By Theresa Knapp
What started out as an 8th grade civic action project at Millis Middle School has turned into a larger fundraiser to raise awareness for mental health.
“It’s okay to not be okay,” according to students Sophia White and Isabella Schaad who, along with classmate Alivia Gordon, worked on the project.
The original assignment was to find a real-world problem and create a plan to take action to solve the problem. The team thought about mental health, specifically related to the ongoing coronavirus pandemic, noting it has affected their peers in notable ways.
“We know a lot of people who have experienced mental health issues, and we just thought it was a really important issue, and people should really learn a little more about what’s happening,” said Schaad.
White agreed. “Everyone is dealing with something, no one is perfectly fine.”
As part of their plan, the team worked with a school guidance counselor who spoke to the 8th graders about mental health, including what happens physiologically to the brain when students get stressed out, which the team said was informative and helpful. They also contacted school officials and encouraged them to create a club “where kids can go if they feel like they need to talk to someone,” and contacted local and state government officials to raise awareness about mental health issues.
Another part of the team’s action plan was to create a GoFundMe account, where they say, “Being teenagers, we have seen the effects of mental health issues on our friends, family, and community. We are striving to help provide awareness, and a sense of security to those suffering from mental illness.”
As of press time, the team was more than halfway to its goal of $7,000 which will be donated to the National Alliance on Mental Illness (NAMI).
While researching their project, the team was surprised to learn that mental health issues are prevalent, and the cost of getting treatment is expensive.

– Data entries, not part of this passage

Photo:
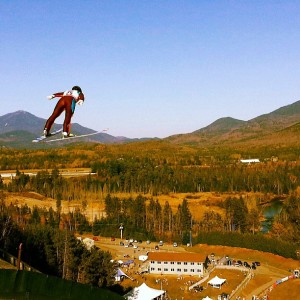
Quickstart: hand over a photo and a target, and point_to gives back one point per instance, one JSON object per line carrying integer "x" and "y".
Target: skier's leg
{"x": 59, "y": 108}
{"x": 68, "y": 116}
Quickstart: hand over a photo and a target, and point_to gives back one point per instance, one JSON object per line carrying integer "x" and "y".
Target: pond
{"x": 269, "y": 212}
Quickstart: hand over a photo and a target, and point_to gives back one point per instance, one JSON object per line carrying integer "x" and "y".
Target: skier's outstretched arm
{"x": 60, "y": 94}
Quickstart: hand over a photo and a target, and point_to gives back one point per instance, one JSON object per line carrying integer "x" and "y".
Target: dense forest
{"x": 147, "y": 170}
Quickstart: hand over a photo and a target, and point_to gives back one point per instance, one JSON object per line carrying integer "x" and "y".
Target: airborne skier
{"x": 66, "y": 103}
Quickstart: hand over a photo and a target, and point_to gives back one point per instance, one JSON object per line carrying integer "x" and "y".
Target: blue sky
{"x": 150, "y": 68}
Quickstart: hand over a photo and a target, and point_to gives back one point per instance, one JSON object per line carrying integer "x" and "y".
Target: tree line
{"x": 50, "y": 246}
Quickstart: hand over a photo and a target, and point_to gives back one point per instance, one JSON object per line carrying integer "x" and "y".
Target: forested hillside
{"x": 148, "y": 170}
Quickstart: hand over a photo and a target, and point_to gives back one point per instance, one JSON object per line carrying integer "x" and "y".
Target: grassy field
{"x": 273, "y": 267}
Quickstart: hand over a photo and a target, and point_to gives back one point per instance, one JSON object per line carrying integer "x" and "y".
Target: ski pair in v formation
{"x": 46, "y": 139}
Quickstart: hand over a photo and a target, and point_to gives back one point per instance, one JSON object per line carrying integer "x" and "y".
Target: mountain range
{"x": 17, "y": 129}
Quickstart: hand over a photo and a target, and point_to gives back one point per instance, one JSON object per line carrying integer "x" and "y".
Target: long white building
{"x": 176, "y": 263}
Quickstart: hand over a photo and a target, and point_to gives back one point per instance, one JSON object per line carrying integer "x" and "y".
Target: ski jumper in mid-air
{"x": 66, "y": 103}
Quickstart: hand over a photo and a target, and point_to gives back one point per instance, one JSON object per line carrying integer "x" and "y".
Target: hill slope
{"x": 269, "y": 128}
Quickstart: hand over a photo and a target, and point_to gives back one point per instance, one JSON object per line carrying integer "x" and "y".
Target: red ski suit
{"x": 66, "y": 103}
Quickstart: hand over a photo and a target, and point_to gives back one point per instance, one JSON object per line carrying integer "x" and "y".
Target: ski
{"x": 74, "y": 137}
{"x": 42, "y": 137}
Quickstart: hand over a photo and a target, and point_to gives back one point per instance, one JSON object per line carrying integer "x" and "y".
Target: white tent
{"x": 216, "y": 282}
{"x": 120, "y": 275}
{"x": 143, "y": 257}
{"x": 144, "y": 292}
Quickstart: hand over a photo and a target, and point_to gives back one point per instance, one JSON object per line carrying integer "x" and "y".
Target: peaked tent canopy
{"x": 144, "y": 292}
{"x": 120, "y": 274}
{"x": 216, "y": 282}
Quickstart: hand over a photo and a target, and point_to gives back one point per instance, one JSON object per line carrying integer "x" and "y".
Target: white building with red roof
{"x": 176, "y": 263}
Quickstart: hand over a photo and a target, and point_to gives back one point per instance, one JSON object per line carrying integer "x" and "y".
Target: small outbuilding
{"x": 217, "y": 282}
{"x": 144, "y": 292}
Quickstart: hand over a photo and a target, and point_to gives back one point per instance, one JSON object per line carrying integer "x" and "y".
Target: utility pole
{"x": 191, "y": 243}
{"x": 19, "y": 256}
{"x": 121, "y": 229}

Created by Sophia White as part of a civic action plan to raise awareness for mental health issues. Credit: Sophia White.

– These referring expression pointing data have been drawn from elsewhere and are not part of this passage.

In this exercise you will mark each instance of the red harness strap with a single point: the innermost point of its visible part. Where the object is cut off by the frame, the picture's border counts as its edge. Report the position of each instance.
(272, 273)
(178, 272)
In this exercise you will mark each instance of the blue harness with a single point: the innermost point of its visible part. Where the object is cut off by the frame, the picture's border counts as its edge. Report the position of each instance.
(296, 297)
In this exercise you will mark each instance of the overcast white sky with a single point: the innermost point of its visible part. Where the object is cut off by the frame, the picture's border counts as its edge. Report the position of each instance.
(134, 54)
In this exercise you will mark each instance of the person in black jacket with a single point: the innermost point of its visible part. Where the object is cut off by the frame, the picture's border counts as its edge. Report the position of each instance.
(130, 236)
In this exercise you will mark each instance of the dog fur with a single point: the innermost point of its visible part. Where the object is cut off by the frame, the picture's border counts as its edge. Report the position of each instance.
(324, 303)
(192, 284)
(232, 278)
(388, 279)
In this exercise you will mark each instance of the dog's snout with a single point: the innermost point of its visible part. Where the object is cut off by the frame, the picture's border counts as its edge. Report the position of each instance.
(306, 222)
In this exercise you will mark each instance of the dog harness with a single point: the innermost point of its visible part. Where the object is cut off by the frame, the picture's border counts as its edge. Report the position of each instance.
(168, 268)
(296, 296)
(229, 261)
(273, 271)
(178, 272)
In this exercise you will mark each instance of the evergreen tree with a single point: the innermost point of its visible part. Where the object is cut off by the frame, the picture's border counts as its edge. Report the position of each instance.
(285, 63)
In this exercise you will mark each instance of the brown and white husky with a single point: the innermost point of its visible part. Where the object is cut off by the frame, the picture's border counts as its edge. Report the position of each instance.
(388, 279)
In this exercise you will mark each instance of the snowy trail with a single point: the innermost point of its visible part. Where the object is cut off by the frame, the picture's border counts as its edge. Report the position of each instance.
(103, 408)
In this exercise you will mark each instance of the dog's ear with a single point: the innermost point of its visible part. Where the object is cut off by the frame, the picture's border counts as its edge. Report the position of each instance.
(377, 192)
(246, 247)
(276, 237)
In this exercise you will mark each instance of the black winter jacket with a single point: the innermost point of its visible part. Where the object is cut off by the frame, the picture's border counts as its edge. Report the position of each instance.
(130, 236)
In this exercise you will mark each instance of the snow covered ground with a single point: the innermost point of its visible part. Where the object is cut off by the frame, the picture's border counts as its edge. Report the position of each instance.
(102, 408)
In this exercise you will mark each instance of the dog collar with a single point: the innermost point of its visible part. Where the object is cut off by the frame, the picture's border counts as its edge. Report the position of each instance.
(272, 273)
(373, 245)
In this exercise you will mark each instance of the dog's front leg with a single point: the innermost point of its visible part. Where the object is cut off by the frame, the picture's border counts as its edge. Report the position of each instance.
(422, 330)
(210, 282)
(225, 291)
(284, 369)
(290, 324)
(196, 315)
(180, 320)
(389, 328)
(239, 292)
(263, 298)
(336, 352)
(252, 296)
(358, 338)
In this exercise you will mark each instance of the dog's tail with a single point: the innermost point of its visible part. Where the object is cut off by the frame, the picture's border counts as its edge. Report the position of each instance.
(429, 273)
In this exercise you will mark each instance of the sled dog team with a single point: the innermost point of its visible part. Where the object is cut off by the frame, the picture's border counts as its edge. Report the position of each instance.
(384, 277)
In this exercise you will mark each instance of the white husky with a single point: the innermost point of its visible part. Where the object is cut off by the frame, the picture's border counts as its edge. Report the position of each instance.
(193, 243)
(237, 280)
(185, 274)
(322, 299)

“I never knew that people had to pay to get treatment,” said White. “When we started the project, and we did our research, I thought ‘Wow, that’s a lot of money!’ For clinical depression, it would cost around $7,000 to be in the hospital for eight days.”
The girls say they have received so much positive feedback from friends, family, and the community – especially after their efforts were featured on Boston 25 News in early June – so they know the issue is important to a lot of people.
Even though school is out for the summer, and the girls will be freshmen next year, they say they will continue their efforts.
“I think we should stick with the project because it’s a really important thing, it’s not just a school project,” said Schaad.
“It’s a real problem and we just want to be a few of the people to advocate, to raise more public awareness about it,” said White.
Asked what they learned doing the project, White said, “I learned anyone can make a difference. If you believe enough in something, and you believe that it’s worth the work, then you can do anything.”
Schaad agreed. “We’re just eighth graders and we’ve made such a change already.”